Project: Common Crawl News headline classifier

Machine Learning   Python   Spark   Big Data

Common Crawl Headline News Classifier

A ML classifier and a (mostly automated) data processing pipeline I built for a Big Data Technologies class in Dec 2022.

The data pipeline is a somewhat involved process of extracting and cleaning headline data from the Web Archive Files (WARC) used by the Common Crawl open source project.

An Amazon Linux EC2 runs a Python program that parses out the headline text resulting in 1000:1 compression. Extracted headlines are cleaned up and stored in Parquet files which are uploaded to S3. Storing data in Parquet files allows them to be easily loaded into HDF (Hadoop File System) on the Elastic Map Reduce cluster, or imported into Pandas dataframes while achieving maximum storage efficiency.

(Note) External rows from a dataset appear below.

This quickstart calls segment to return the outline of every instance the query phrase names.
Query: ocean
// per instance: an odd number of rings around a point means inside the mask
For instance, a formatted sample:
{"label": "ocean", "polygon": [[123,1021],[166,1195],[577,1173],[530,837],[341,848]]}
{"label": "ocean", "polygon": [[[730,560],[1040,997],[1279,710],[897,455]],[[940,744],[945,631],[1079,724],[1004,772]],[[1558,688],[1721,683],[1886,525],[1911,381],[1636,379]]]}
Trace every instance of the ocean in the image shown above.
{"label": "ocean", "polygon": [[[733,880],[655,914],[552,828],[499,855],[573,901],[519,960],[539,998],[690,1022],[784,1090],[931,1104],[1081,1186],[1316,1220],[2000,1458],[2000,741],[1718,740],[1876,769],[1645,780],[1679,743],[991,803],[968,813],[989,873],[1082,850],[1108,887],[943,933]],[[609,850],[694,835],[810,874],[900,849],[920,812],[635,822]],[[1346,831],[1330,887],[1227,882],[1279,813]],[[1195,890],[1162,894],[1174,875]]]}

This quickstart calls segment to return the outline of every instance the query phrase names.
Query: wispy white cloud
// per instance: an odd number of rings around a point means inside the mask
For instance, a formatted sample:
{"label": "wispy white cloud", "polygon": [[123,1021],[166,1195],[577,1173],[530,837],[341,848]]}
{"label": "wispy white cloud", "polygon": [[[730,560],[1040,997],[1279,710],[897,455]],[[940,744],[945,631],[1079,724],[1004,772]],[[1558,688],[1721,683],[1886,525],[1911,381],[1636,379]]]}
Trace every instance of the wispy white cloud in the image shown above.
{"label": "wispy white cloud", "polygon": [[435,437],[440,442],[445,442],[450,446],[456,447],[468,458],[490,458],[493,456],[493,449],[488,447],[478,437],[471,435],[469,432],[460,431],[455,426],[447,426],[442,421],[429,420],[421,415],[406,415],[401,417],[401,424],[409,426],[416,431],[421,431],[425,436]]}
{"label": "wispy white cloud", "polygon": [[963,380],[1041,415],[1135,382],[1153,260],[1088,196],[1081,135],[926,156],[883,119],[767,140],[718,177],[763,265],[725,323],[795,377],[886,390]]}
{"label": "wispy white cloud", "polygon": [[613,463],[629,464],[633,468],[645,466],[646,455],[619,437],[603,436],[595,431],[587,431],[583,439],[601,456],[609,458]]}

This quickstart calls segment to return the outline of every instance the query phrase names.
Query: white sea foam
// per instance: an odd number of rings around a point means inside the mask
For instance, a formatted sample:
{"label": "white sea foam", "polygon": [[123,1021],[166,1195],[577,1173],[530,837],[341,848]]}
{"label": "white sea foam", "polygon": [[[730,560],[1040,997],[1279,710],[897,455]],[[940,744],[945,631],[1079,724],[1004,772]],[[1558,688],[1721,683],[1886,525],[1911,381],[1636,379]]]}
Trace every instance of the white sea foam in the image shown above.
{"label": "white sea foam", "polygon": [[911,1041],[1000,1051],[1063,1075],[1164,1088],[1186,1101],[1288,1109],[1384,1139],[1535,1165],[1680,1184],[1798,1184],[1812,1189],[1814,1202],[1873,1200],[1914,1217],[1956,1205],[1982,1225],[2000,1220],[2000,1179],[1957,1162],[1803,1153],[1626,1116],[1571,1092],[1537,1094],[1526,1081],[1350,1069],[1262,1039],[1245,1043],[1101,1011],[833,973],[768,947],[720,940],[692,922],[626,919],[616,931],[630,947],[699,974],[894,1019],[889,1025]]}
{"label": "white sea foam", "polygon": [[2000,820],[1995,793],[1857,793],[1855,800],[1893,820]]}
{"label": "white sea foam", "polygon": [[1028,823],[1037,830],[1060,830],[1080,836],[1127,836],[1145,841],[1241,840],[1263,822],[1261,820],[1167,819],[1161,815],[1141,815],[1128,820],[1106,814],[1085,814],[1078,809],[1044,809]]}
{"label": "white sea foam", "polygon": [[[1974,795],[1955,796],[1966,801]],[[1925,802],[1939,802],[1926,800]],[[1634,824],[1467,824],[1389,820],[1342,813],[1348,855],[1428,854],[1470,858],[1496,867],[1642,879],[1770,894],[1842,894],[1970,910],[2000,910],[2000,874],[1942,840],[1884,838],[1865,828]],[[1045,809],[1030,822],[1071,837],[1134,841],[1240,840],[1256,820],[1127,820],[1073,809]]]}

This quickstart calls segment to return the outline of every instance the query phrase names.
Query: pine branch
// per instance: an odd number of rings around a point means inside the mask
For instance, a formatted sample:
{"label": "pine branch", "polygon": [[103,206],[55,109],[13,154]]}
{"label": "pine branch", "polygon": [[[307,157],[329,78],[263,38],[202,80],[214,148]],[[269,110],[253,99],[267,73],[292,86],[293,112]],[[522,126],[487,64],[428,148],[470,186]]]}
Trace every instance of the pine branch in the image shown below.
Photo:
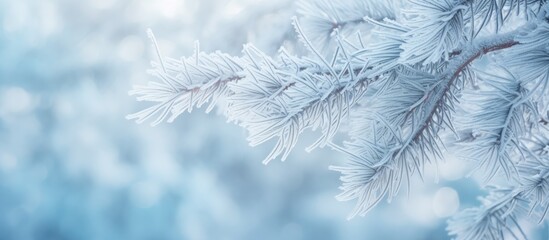
{"label": "pine branch", "polygon": [[[343,192],[338,199],[343,201],[358,199],[350,217],[357,214],[365,215],[385,196],[390,200],[397,194],[402,181],[408,179],[409,182],[413,169],[421,174],[421,169],[425,161],[429,160],[429,155],[441,156],[437,134],[444,126],[453,128],[449,122],[450,113],[454,109],[456,93],[460,90],[459,83],[463,81],[461,78],[465,76],[462,73],[480,56],[518,44],[514,40],[518,33],[517,30],[476,40],[451,59],[446,69],[439,75],[433,76],[433,80],[428,80],[426,75],[422,78],[414,78],[415,81],[405,79],[402,82],[404,85],[401,84],[395,89],[396,91],[383,93],[385,96],[390,96],[392,100],[386,106],[379,108],[387,109],[389,113],[385,112],[385,116],[381,117],[385,119],[378,118],[374,123],[372,121],[363,123],[373,131],[370,134],[373,139],[355,139],[355,143],[352,143],[349,149],[343,150],[350,153],[352,163],[345,167],[331,167],[332,170],[339,171],[343,175],[341,177]],[[409,76],[405,74],[405,77]],[[423,84],[416,86],[419,79],[426,78]],[[394,102],[404,97],[402,93],[398,94],[398,91],[410,93],[414,88],[416,92],[419,89],[423,94],[412,95],[404,104]],[[414,98],[415,101],[413,101]],[[383,102],[380,99],[375,101]],[[397,106],[402,105],[408,108],[408,111],[399,110]],[[388,120],[393,121],[387,123]],[[385,126],[376,127],[376,121]],[[377,130],[378,128],[385,130]]]}
{"label": "pine branch", "polygon": [[505,233],[514,239],[527,239],[517,220],[527,205],[523,195],[520,191],[495,191],[482,199],[482,207],[466,209],[455,216],[447,230],[456,240],[505,239]]}
{"label": "pine branch", "polygon": [[277,64],[255,48],[248,50],[255,67],[248,69],[251,77],[231,84],[229,119],[248,129],[252,146],[278,139],[264,163],[279,155],[286,159],[307,128],[323,131],[312,147],[326,145],[341,119],[375,81],[365,74],[365,65],[355,67],[351,59],[311,71],[304,67],[304,59],[282,54]]}
{"label": "pine branch", "polygon": [[[541,13],[540,16],[545,14]],[[536,88],[538,97],[546,96],[549,84],[549,24],[542,18],[534,21],[526,34],[518,36],[517,40],[522,44],[507,52],[505,63],[512,69],[522,82],[530,85],[539,85]]]}
{"label": "pine branch", "polygon": [[[471,39],[477,37],[482,31],[499,32],[513,15],[523,15],[529,18],[529,11],[540,8],[543,1],[532,0],[474,0],[470,1],[469,11],[472,13],[471,19],[468,21],[472,24]],[[538,5],[534,7],[533,5]],[[479,24],[476,25],[475,22]],[[490,23],[494,26],[489,28]],[[493,30],[492,30],[493,29]]]}
{"label": "pine branch", "polygon": [[378,21],[365,17],[364,20],[376,27],[372,30],[372,38],[378,39],[363,50],[372,63],[370,74],[378,76],[396,69],[400,65],[401,46],[405,43],[403,36],[410,28],[389,19]]}
{"label": "pine branch", "polygon": [[[305,35],[302,39],[316,52]],[[264,163],[281,154],[284,160],[307,128],[321,128],[323,132],[311,149],[325,146],[369,82],[376,79],[366,75],[370,67],[362,59],[363,53],[353,49],[358,48],[340,44],[331,63],[317,54],[323,65],[285,50],[274,60],[252,45],[245,47],[243,58],[199,53],[196,49],[194,57],[178,61],[163,60],[159,53],[160,63],[152,73],[161,82],[136,86],[130,92],[138,95],[139,101],[158,104],[127,118],[140,123],[157,115],[152,123],[156,125],[171,114],[171,122],[184,111],[190,112],[206,102],[210,102],[210,111],[219,98],[226,98],[229,121],[249,130],[252,146],[278,138]]]}
{"label": "pine branch", "polygon": [[346,32],[346,36],[354,34],[357,26],[366,23],[363,19],[366,16],[376,20],[395,19],[398,5],[397,0],[302,0],[298,2],[298,14],[305,35],[315,47],[327,52],[335,43],[334,36],[340,32]]}
{"label": "pine branch", "polygon": [[[243,57],[197,48],[191,58],[164,60],[157,48],[152,73],[159,81],[131,92],[156,104],[128,118],[156,117],[154,125],[206,102],[209,111],[224,98],[229,121],[248,130],[251,145],[276,140],[264,163],[286,159],[303,131],[319,129],[322,137],[308,150],[328,145],[349,155],[347,165],[331,169],[342,174],[337,198],[357,199],[350,217],[390,201],[427,163],[437,164],[442,130],[467,131],[461,150],[480,158],[487,181],[503,171],[510,186],[457,216],[450,233],[525,238],[518,218],[529,212],[545,219],[549,209],[549,142],[546,134],[531,135],[549,119],[549,4],[413,0],[398,16],[394,3],[301,2],[302,18],[293,24],[309,56],[281,49],[269,57],[246,45]],[[513,21],[525,24],[508,31]],[[371,35],[355,41],[342,33],[362,23],[374,27]],[[501,68],[472,68],[483,56]],[[481,91],[463,91],[468,82]],[[470,119],[461,125],[453,117],[460,100]],[[351,139],[339,146],[332,139],[348,115]]]}
{"label": "pine branch", "polygon": [[406,42],[401,62],[414,65],[437,63],[448,59],[449,53],[459,48],[465,40],[464,11],[467,4],[454,0],[414,0],[414,8],[406,13],[411,30],[405,34]]}
{"label": "pine branch", "polygon": [[[531,153],[518,165],[518,184],[513,189],[492,189],[482,206],[465,209],[448,221],[450,235],[457,239],[527,239],[518,218],[536,215],[541,223],[549,210],[549,156],[539,149],[549,145],[547,129],[526,140]],[[523,140],[525,141],[525,140]],[[518,238],[520,236],[520,238]]]}
{"label": "pine branch", "polygon": [[461,131],[477,135],[460,147],[465,150],[465,157],[479,162],[475,169],[486,170],[486,182],[500,170],[508,179],[518,175],[518,159],[513,152],[520,150],[517,142],[529,132],[528,119],[538,118],[532,93],[524,83],[504,67],[490,70],[495,74],[476,71],[483,89],[464,94],[463,105],[469,109],[462,114],[460,124]]}
{"label": "pine branch", "polygon": [[134,86],[129,92],[137,95],[138,101],[157,104],[130,114],[127,119],[142,123],[156,115],[151,123],[154,126],[165,119],[172,122],[181,113],[191,112],[194,107],[207,102],[210,102],[206,110],[209,112],[220,97],[228,95],[227,83],[245,77],[241,60],[219,52],[205,54],[196,49],[194,57],[181,60],[164,60],[159,53],[159,59],[160,63],[153,64],[155,68],[150,73],[161,81]]}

The ML classifier trains a model on the 1.9m labelled examples in the Google News dataset (external to Common Crawl) and then applies the model to classify headlines from the Common Crawl news archive into several categories. This classifier leverages DeepLearning (via the BERT framework), and is implemented as a PySpark application running in AWS on an EMR (ElasticMapReduce) cluster.

Classified headlines are written to Parquet files and stored in S3. The trained model is analyzed for accuracy against a labelled dataset from Google News and per-categor y results displayed in a confusion matrix.

Key Technologies

  • Python
  • Bash
  • Apache Spark (EMR)
  • BERT NLP
  • Scikit-learn